Vice-President of the CNSP (National Committee for the Salvation of the People) Colonel Malick Diaw (C) takes a seat with other military leaders during the opening of two days of talks aimed at validating the terms of reference for a transitional government in Mali, on September 5, 2020, in Bamako. (Photo by MICHELE CATTANI / AFP)

Mali faces mountainous economic and political challenges more than a month after the military coup that toppled president Ibrahim Boubacar Keita, analysts say.

Plagued by graft and poverty, the Sahel state was already battling a severe downturn, aggravated by a jihadist insurgency and ethnic violence, when the military seized control on August 18.

Mali is now barrelling into a recession as the coronavirus pandemic and sanctions imposed by its neighbours take effect, economist Etienne Fakaba Sissoko said.

The 15-nation bloc ECOWAS, fearing the restive country could spiral into chaos, immediately shuttered Mali’s borders and imposed trade restrictions, putting pressure on the junta to swiftly hand over power.

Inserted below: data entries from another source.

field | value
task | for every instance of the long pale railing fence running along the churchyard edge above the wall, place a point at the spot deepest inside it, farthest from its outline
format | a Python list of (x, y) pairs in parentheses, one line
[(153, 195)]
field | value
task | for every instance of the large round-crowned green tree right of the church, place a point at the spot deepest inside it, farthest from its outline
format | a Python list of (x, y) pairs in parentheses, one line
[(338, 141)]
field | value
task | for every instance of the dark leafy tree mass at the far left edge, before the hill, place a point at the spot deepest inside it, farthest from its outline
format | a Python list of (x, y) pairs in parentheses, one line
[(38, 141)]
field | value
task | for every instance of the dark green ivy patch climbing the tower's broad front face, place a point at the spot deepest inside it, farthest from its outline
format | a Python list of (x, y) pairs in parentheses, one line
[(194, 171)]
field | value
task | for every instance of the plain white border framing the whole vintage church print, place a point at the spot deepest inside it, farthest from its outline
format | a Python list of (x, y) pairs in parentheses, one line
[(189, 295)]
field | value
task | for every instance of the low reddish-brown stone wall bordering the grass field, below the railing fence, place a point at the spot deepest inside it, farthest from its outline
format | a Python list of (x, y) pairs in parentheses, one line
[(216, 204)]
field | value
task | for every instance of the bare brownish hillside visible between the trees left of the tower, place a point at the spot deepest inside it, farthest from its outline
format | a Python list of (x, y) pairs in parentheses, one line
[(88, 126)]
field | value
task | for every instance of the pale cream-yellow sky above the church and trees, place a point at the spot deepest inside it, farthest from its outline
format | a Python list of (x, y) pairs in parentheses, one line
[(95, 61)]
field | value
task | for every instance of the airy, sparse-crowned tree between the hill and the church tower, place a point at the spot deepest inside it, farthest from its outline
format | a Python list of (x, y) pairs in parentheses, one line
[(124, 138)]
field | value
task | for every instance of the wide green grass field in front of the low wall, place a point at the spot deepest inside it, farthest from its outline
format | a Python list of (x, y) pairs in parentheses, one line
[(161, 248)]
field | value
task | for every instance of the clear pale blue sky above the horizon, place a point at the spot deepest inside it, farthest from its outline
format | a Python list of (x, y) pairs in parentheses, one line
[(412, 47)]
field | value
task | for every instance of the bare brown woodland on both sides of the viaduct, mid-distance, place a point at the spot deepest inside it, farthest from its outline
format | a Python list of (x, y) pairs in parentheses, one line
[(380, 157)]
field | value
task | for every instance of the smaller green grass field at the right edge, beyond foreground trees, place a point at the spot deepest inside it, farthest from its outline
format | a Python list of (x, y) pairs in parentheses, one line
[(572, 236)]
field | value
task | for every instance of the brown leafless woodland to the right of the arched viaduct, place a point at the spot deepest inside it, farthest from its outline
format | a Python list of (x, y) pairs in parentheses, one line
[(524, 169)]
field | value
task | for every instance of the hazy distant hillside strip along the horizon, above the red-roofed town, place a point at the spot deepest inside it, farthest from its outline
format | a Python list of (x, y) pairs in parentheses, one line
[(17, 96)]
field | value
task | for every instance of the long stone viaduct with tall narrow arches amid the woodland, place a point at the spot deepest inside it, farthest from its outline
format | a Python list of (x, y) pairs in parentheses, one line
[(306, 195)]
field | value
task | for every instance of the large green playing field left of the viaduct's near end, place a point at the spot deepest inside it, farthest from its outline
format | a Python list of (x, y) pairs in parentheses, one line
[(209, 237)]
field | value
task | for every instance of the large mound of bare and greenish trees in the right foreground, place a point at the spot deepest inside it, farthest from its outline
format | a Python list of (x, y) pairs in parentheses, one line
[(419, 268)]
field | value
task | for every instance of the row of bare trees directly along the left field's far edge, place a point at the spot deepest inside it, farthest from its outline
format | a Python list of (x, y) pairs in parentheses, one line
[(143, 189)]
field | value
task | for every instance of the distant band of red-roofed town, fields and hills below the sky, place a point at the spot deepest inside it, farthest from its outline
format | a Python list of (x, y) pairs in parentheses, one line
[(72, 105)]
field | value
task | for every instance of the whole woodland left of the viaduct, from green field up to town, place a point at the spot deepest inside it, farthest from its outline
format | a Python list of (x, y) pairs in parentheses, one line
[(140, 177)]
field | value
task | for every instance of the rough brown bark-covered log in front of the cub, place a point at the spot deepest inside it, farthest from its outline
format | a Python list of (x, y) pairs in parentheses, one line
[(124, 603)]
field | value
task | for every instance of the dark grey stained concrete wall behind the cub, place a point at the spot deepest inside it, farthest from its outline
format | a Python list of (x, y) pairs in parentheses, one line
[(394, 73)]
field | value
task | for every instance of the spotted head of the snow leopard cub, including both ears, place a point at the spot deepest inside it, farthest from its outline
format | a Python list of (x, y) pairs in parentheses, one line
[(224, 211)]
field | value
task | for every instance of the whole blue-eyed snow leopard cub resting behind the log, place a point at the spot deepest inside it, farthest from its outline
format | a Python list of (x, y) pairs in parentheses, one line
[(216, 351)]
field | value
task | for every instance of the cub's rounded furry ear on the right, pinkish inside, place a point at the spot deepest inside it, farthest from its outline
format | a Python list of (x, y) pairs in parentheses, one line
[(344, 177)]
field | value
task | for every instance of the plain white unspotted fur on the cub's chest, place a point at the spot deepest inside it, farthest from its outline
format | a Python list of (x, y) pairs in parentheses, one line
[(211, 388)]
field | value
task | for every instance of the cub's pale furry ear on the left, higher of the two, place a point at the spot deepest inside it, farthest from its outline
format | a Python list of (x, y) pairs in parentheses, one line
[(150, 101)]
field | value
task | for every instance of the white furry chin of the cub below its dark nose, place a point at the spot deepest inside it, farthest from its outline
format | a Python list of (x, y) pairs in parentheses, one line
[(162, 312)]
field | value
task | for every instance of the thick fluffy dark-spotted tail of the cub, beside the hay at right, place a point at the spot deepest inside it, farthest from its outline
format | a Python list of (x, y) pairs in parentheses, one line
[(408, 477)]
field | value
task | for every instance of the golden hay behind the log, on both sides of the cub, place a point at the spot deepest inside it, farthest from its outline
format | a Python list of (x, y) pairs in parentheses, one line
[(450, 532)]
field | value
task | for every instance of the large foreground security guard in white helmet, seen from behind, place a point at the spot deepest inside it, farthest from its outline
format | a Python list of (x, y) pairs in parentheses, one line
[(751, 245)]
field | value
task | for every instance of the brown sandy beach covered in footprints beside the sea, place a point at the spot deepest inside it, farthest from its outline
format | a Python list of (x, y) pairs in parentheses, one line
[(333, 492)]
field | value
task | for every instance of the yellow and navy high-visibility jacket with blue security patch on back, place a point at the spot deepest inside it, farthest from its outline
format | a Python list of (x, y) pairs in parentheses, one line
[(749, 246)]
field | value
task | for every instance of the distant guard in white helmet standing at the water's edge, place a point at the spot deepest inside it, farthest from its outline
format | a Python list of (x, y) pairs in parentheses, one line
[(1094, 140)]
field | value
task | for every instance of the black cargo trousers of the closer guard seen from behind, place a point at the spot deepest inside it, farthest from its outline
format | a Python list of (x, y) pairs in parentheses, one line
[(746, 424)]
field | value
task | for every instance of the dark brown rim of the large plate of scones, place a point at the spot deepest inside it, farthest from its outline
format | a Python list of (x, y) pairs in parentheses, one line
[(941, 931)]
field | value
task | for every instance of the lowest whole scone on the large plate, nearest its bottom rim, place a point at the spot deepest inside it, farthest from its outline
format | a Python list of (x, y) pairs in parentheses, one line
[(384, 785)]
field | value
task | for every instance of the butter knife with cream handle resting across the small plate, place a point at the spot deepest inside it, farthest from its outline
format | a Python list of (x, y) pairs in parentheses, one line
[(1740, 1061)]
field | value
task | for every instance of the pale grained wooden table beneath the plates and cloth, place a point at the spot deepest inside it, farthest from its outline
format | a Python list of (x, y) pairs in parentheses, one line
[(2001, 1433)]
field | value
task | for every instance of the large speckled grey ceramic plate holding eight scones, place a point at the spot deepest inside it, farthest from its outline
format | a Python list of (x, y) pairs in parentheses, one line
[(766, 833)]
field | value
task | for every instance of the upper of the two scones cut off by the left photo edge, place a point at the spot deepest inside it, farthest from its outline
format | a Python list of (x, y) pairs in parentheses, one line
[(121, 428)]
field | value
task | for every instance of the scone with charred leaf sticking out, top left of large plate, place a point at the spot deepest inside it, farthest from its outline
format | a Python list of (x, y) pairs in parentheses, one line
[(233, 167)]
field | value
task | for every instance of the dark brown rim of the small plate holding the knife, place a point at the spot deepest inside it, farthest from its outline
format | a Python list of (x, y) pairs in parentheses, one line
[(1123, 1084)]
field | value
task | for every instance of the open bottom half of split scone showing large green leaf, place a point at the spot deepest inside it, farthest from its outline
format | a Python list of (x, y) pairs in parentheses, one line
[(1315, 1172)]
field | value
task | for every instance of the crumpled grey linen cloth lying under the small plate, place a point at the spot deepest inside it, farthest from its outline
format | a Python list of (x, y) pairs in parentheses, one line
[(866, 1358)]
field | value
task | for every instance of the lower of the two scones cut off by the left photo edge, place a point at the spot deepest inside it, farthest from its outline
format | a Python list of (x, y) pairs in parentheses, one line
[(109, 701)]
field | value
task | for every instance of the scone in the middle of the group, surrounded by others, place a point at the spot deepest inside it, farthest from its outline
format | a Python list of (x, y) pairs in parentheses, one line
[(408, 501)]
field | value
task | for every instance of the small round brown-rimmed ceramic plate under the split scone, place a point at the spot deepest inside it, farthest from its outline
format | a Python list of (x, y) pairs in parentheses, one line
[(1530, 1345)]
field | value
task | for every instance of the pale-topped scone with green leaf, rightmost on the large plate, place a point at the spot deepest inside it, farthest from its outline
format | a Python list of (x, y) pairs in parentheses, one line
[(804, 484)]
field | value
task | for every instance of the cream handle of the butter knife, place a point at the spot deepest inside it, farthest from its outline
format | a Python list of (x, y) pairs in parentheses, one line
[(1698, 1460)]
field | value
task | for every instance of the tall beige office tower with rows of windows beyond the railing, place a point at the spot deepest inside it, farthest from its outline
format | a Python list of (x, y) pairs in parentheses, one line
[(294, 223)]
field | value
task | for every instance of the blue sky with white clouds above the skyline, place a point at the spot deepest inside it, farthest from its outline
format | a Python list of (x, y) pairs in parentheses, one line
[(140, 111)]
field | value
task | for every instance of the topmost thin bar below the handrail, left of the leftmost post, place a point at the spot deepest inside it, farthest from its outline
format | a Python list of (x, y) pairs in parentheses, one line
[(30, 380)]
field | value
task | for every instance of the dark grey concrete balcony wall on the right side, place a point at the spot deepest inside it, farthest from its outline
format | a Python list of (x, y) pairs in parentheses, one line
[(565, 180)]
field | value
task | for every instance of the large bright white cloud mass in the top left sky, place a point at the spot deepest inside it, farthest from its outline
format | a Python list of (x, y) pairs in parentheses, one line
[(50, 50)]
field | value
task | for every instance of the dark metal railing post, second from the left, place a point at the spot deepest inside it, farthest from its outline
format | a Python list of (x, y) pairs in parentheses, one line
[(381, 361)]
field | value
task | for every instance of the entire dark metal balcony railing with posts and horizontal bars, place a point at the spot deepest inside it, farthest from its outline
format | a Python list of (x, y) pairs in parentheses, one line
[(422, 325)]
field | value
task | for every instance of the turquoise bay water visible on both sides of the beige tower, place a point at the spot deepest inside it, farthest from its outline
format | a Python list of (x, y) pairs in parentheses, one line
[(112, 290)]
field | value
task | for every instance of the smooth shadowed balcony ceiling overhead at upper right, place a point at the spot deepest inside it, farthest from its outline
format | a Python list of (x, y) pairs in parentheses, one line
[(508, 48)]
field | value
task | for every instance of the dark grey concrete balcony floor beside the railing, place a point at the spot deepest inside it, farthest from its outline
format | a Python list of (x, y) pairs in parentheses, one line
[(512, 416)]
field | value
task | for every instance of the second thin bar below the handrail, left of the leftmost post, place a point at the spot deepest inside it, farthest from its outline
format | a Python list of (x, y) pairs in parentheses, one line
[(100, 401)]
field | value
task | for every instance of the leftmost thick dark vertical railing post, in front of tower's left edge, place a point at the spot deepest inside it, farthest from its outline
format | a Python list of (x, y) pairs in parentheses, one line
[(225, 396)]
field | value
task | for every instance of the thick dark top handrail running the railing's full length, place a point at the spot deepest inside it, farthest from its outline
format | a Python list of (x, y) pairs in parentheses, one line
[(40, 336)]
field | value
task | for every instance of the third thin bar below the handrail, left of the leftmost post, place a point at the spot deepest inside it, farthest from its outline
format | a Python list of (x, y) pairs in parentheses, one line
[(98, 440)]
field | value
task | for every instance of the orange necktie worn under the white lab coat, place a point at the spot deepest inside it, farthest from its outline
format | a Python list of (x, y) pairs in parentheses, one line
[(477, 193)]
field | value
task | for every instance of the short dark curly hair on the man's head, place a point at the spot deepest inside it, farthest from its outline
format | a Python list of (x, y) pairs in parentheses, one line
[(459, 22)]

The impact on the landlocked, undiversified, under-industrialised and import-dependent economy will be severe, said Fakaba Sissoko, a professor of economics at the University of Bamako and a former presidential adviser.

“The immediate consequence is a reduction in public expenditure. This has a direct impact on the population,” he said.

After a 2012 putsch which overthrew then president Amadou Toumani Toure, a trade embargo which lasted one week sent the country’s economy plummeting into recession.

The International Monetary Fund had in May revised Mali’s growth rate for 2020 from five percent down to less than one percent because of the coronavirus pandemic.

“If we add the sanctions to this, there is no doubt that we will unfortunately be in recession. Mali will not escape recession,” Sissoko said.

– ‘Crisis of morality’ –

Compounding the country’s political problems is a “crisis of morality” sparked by the issue of the return to civilian rule, said Lamine Savane, a researcher in political science at the University of Segou.


A group of officials selected by the junta have chosen a 70-year-old retired colonel, Bah Ndaw, as interim president, with the junta’s leader, Colonel Assimi Goita, as vice president.

The transitional government would stay in place for a maximum of 18 months until nationwide elections take place.

Ndaw is due to be sworn in Friday, when ECOWAS is also likely to decide whether to lift the sanctions, the bloc’s mediator, former Nigerian president Goodluck Jonathan, said on Wednesday.

The long wrangle over the transition could drain the dynamism for accountability and justice, said Savane.

The so-called June 5 Movement, or M5, an alliance of political parties, trade unions, religious figures and NGOs, has pushed repeatedly for equal status with the junta in the interim government.

But Savane said the lure of top jobs sapped and divided the M5, prompting some to look the other way when it came to issues that were once at the heart of their movement.

These are the same mistakes which were made in 2012, Savane said, which plunged Mali into crisis for years.

That coup was followed by an insurrection in the north of the country which developed into a jihadist insurgency that now threatens neighbouring Niger and Burkina Faso.

Calls against corruption and impunity during this year’s protests have quieted, and some of the most-criticised figures of Keita’s regime, including his son Karim and intelligence service chief Moussa Diawara, have escaped accountability, Savane noted.

“These people aren’t being troubled,” he said. “This raises the question of whether those who took power really want to change things.”